The names applied to the current pandemic provide an accelerated account of the attempt, and ultimate failure, to contain mass-scale disaster. Two years ago, “the COVID-19 pandemic” referred to a moment in history. Right now we are living through its slow stabilization into what we understand life to be. Initial variants were named, like early storms, after the location in which they developed; the WHO stopped place-based naming when it realized the name “Indian variant” is only a few steps away from “Kung Flu,” and that no variant ever stayed put for very long. Now, like the excess of the 2020 Atlantic Hurricane season, variants are named with letters of the Greek alphabet. Each name attempts to turn its referent into a discrete appendix in an ongoing series, simultaneously adding to the pandemic while promising its conclusion. 

We’ll never meet another Katrina, or Maria, or Mitch, though we’re all too likely to encounter storms like them

Events like 19s, the storms of the 2020 Atlantic Hurricane Season, and the Black Summer are not singular entities, but irreducibly plural, propagating across time and space, refusing disambiguation. Figure and ground reverse: instead of discrete aberrations thrown into relief by a neutral background, these events threaten to become conditions, continuums. They don’t so much highlight a widening gap between the normal and the aberrant as indicate that this gap is closing — converging into one disaster that can’t be isolated and localized in a name.

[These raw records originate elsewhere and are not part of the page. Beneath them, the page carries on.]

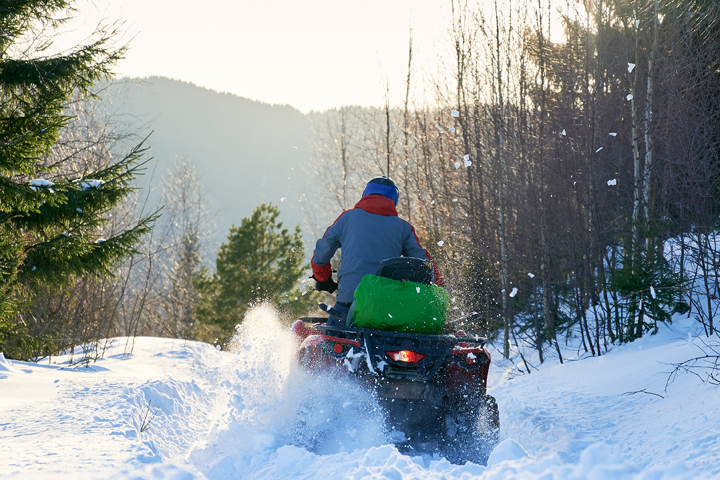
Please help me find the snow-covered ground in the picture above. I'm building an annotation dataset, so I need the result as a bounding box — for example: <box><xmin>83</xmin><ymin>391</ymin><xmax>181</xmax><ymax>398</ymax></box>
<box><xmin>0</xmin><ymin>309</ymin><xmax>720</xmax><ymax>479</ymax></box>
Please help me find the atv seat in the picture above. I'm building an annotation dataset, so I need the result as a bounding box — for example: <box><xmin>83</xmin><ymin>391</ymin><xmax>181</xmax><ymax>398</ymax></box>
<box><xmin>376</xmin><ymin>257</ymin><xmax>435</xmax><ymax>285</ymax></box>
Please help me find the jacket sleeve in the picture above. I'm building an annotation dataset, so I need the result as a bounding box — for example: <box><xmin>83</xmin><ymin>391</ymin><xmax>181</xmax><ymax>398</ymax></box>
<box><xmin>310</xmin><ymin>212</ymin><xmax>345</xmax><ymax>282</ymax></box>
<box><xmin>402</xmin><ymin>223</ymin><xmax>445</xmax><ymax>285</ymax></box>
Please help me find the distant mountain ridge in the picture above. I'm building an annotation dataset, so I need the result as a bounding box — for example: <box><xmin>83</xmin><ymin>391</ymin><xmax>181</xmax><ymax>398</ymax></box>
<box><xmin>110</xmin><ymin>77</ymin><xmax>312</xmax><ymax>255</ymax></box>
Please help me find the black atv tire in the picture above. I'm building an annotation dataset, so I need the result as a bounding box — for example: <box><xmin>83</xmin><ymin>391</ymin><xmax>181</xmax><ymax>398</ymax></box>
<box><xmin>443</xmin><ymin>395</ymin><xmax>500</xmax><ymax>465</ymax></box>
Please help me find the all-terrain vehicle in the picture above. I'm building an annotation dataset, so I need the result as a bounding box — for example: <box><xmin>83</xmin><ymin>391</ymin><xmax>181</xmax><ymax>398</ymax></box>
<box><xmin>292</xmin><ymin>257</ymin><xmax>500</xmax><ymax>463</ymax></box>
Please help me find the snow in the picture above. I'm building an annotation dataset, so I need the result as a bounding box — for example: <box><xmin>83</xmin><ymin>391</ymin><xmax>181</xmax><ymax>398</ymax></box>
<box><xmin>30</xmin><ymin>178</ymin><xmax>55</xmax><ymax>190</ymax></box>
<box><xmin>0</xmin><ymin>308</ymin><xmax>720</xmax><ymax>480</ymax></box>
<box><xmin>80</xmin><ymin>179</ymin><xmax>105</xmax><ymax>190</ymax></box>
<box><xmin>30</xmin><ymin>178</ymin><xmax>55</xmax><ymax>193</ymax></box>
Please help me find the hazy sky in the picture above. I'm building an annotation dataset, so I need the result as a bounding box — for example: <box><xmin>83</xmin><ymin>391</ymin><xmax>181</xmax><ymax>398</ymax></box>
<box><xmin>70</xmin><ymin>0</ymin><xmax>450</xmax><ymax>112</ymax></box>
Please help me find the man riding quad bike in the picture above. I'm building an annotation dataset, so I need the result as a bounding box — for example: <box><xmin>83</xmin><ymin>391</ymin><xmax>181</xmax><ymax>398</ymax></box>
<box><xmin>293</xmin><ymin>177</ymin><xmax>499</xmax><ymax>463</ymax></box>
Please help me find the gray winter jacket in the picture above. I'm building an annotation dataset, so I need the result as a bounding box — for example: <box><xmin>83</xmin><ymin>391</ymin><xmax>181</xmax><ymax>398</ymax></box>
<box><xmin>311</xmin><ymin>195</ymin><xmax>442</xmax><ymax>303</ymax></box>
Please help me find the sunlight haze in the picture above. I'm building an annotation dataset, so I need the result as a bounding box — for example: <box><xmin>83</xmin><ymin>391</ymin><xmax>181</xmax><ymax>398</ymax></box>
<box><xmin>76</xmin><ymin>0</ymin><xmax>450</xmax><ymax>112</ymax></box>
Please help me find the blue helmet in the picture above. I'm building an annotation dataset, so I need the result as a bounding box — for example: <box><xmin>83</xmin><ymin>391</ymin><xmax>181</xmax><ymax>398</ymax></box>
<box><xmin>363</xmin><ymin>177</ymin><xmax>399</xmax><ymax>205</ymax></box>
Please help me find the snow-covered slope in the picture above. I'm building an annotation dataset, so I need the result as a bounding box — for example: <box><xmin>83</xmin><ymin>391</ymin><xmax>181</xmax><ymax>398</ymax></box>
<box><xmin>0</xmin><ymin>309</ymin><xmax>720</xmax><ymax>479</ymax></box>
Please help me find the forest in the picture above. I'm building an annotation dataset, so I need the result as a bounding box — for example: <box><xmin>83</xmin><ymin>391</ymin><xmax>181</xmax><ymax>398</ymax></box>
<box><xmin>313</xmin><ymin>0</ymin><xmax>720</xmax><ymax>362</ymax></box>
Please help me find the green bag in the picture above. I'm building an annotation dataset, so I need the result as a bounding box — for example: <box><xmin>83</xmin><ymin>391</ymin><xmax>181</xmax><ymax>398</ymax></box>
<box><xmin>353</xmin><ymin>275</ymin><xmax>450</xmax><ymax>335</ymax></box>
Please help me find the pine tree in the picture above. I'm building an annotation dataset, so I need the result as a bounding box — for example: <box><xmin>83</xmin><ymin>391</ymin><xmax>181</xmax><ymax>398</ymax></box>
<box><xmin>0</xmin><ymin>0</ymin><xmax>155</xmax><ymax>357</ymax></box>
<box><xmin>195</xmin><ymin>204</ymin><xmax>303</xmax><ymax>341</ymax></box>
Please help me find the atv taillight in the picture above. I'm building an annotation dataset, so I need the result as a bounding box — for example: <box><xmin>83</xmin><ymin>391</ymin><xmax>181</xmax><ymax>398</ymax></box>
<box><xmin>385</xmin><ymin>350</ymin><xmax>427</xmax><ymax>363</ymax></box>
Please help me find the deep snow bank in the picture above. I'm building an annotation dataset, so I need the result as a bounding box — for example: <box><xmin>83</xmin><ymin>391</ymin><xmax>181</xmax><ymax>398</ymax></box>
<box><xmin>0</xmin><ymin>309</ymin><xmax>720</xmax><ymax>480</ymax></box>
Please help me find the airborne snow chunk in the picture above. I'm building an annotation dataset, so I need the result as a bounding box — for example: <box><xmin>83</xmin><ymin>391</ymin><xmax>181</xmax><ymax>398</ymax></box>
<box><xmin>30</xmin><ymin>178</ymin><xmax>55</xmax><ymax>187</ymax></box>
<box><xmin>80</xmin><ymin>179</ymin><xmax>105</xmax><ymax>190</ymax></box>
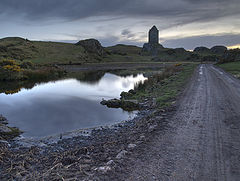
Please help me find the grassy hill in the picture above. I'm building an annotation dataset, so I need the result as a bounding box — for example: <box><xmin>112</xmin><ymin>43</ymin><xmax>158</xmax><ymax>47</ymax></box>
<box><xmin>0</xmin><ymin>37</ymin><xmax>227</xmax><ymax>64</ymax></box>
<box><xmin>0</xmin><ymin>37</ymin><xmax>91</xmax><ymax>63</ymax></box>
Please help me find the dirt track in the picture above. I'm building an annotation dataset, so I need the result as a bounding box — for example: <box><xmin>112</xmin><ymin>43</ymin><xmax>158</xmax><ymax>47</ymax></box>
<box><xmin>116</xmin><ymin>65</ymin><xmax>240</xmax><ymax>181</ymax></box>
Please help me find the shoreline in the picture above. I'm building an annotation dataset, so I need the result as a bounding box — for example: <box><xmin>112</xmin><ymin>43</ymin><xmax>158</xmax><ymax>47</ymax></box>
<box><xmin>0</xmin><ymin>63</ymin><xmax>196</xmax><ymax>180</ymax></box>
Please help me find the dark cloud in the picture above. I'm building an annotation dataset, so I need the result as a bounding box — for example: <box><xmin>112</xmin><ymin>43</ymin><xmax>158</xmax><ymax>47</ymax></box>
<box><xmin>162</xmin><ymin>34</ymin><xmax>240</xmax><ymax>50</ymax></box>
<box><xmin>121</xmin><ymin>29</ymin><xmax>136</xmax><ymax>38</ymax></box>
<box><xmin>0</xmin><ymin>0</ymin><xmax>240</xmax><ymax>24</ymax></box>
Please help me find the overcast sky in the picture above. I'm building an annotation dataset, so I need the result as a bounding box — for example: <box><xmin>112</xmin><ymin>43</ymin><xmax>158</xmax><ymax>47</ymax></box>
<box><xmin>0</xmin><ymin>0</ymin><xmax>240</xmax><ymax>49</ymax></box>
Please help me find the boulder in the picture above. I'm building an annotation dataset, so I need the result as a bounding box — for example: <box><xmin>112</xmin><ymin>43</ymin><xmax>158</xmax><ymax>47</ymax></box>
<box><xmin>116</xmin><ymin>150</ymin><xmax>128</xmax><ymax>159</ymax></box>
<box><xmin>0</xmin><ymin>115</ymin><xmax>8</xmax><ymax>125</ymax></box>
<box><xmin>76</xmin><ymin>39</ymin><xmax>106</xmax><ymax>56</ymax></box>
<box><xmin>100</xmin><ymin>99</ymin><xmax>140</xmax><ymax>111</ymax></box>
<box><xmin>0</xmin><ymin>125</ymin><xmax>12</xmax><ymax>134</ymax></box>
<box><xmin>210</xmin><ymin>46</ymin><xmax>227</xmax><ymax>54</ymax></box>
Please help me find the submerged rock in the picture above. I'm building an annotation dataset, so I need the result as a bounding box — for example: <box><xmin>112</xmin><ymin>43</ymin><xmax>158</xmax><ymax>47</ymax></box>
<box><xmin>116</xmin><ymin>150</ymin><xmax>127</xmax><ymax>159</ymax></box>
<box><xmin>0</xmin><ymin>125</ymin><xmax>12</xmax><ymax>134</ymax></box>
<box><xmin>0</xmin><ymin>115</ymin><xmax>22</xmax><ymax>140</ymax></box>
<box><xmin>0</xmin><ymin>115</ymin><xmax>8</xmax><ymax>125</ymax></box>
<box><xmin>100</xmin><ymin>99</ymin><xmax>140</xmax><ymax>111</ymax></box>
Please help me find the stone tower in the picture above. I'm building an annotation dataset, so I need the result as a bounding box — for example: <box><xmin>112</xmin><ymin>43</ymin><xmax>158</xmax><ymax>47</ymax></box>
<box><xmin>148</xmin><ymin>26</ymin><xmax>159</xmax><ymax>45</ymax></box>
<box><xmin>142</xmin><ymin>26</ymin><xmax>163</xmax><ymax>56</ymax></box>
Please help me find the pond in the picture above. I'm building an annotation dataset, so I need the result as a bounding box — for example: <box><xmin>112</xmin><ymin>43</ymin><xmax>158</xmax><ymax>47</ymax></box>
<box><xmin>0</xmin><ymin>73</ymin><xmax>146</xmax><ymax>138</ymax></box>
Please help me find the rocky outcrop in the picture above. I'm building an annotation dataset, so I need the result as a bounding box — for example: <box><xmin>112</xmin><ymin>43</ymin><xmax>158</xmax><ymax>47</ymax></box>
<box><xmin>100</xmin><ymin>99</ymin><xmax>140</xmax><ymax>111</ymax></box>
<box><xmin>0</xmin><ymin>115</ymin><xmax>22</xmax><ymax>140</ymax></box>
<box><xmin>76</xmin><ymin>39</ymin><xmax>106</xmax><ymax>56</ymax></box>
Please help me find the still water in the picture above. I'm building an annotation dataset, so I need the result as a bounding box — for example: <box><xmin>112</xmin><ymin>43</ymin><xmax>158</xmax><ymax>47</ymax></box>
<box><xmin>0</xmin><ymin>73</ymin><xmax>146</xmax><ymax>137</ymax></box>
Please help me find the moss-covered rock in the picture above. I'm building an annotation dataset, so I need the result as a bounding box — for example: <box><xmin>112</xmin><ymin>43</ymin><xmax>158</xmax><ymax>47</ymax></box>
<box><xmin>0</xmin><ymin>115</ymin><xmax>22</xmax><ymax>140</ymax></box>
<box><xmin>100</xmin><ymin>99</ymin><xmax>140</xmax><ymax>111</ymax></box>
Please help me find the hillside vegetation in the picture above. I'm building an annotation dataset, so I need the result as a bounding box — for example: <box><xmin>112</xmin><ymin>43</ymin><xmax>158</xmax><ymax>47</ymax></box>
<box><xmin>0</xmin><ymin>37</ymin><xmax>240</xmax><ymax>64</ymax></box>
<box><xmin>0</xmin><ymin>37</ymin><xmax>90</xmax><ymax>63</ymax></box>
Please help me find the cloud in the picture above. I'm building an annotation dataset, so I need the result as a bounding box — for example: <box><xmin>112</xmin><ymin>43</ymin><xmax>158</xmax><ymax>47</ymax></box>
<box><xmin>0</xmin><ymin>0</ymin><xmax>240</xmax><ymax>24</ymax></box>
<box><xmin>162</xmin><ymin>34</ymin><xmax>240</xmax><ymax>50</ymax></box>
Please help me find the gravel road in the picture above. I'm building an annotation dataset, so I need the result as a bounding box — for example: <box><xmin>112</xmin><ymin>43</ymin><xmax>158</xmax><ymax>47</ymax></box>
<box><xmin>120</xmin><ymin>65</ymin><xmax>240</xmax><ymax>181</ymax></box>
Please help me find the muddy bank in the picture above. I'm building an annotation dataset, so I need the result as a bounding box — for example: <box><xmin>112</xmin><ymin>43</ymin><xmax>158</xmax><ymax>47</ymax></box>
<box><xmin>0</xmin><ymin>63</ymin><xmax>195</xmax><ymax>180</ymax></box>
<box><xmin>0</xmin><ymin>103</ymin><xmax>172</xmax><ymax>180</ymax></box>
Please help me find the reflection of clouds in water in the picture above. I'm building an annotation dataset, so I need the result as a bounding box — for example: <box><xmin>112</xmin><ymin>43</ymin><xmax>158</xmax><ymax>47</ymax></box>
<box><xmin>0</xmin><ymin>73</ymin><xmax>146</xmax><ymax>136</ymax></box>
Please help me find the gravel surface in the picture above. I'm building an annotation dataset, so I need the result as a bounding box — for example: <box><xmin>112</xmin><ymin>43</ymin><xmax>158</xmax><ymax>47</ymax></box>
<box><xmin>113</xmin><ymin>65</ymin><xmax>240</xmax><ymax>181</ymax></box>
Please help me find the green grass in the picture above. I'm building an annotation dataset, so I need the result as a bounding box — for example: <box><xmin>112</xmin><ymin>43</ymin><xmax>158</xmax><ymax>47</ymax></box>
<box><xmin>218</xmin><ymin>61</ymin><xmax>240</xmax><ymax>78</ymax></box>
<box><xmin>0</xmin><ymin>37</ymin><xmax>92</xmax><ymax>64</ymax></box>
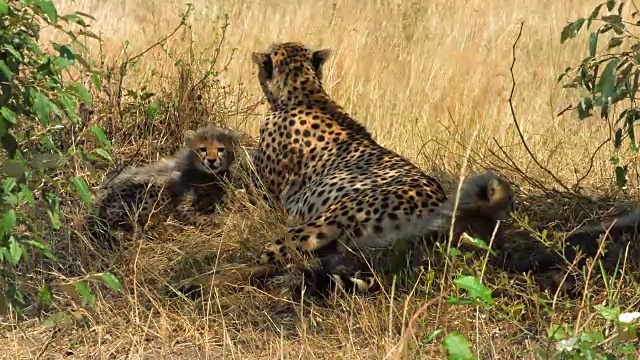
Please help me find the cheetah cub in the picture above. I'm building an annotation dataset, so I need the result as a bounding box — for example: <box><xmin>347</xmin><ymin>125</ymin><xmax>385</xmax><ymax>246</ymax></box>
<box><xmin>87</xmin><ymin>126</ymin><xmax>238</xmax><ymax>248</ymax></box>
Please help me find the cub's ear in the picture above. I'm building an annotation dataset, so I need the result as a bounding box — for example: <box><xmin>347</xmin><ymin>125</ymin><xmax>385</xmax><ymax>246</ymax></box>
<box><xmin>229</xmin><ymin>130</ymin><xmax>241</xmax><ymax>143</ymax></box>
<box><xmin>184</xmin><ymin>130</ymin><xmax>196</xmax><ymax>146</ymax></box>
<box><xmin>251</xmin><ymin>52</ymin><xmax>273</xmax><ymax>79</ymax></box>
<box><xmin>311</xmin><ymin>49</ymin><xmax>333</xmax><ymax>71</ymax></box>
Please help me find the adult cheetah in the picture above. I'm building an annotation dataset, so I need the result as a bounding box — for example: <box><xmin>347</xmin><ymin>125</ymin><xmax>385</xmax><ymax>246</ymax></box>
<box><xmin>86</xmin><ymin>126</ymin><xmax>238</xmax><ymax>248</ymax></box>
<box><xmin>183</xmin><ymin>42</ymin><xmax>516</xmax><ymax>291</ymax></box>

As anyone who has lived through disaster can say, its manifold experiences cannot be contained by a single narrative. The disaster, the storm, the fire, the earthquake, the virus, is just an inflection point upon deep histories of creating and maintaining human difference. The name of any disaster refers to a harrowing divergence of impacts, experiences, and outcomes, belying attempts at summary. How can we talk about processes that refuse a name? We might be inclined to keep adjusting our naming conventions, increasing our scales, adding new categories to at least index those events that outgrow our indices — a fire-scale that includes an “Unfathomable” danger rating beyond “Catastrophic.” However, these strategies would simply strain an imaginative paradigm that has already failed us. As the temporal and geographic scale of these disasters exceed coherence, we are compelled to examine our own sense-making processes. The notion of a disaster that can be an exception to history has itself become historical.

Lachlan Summers is a PhD candidate in cultural anthropology at UC Santa Cruz, where he researches the political fallout of Mexico City’s repeating earthquakes. He is having an amazing time.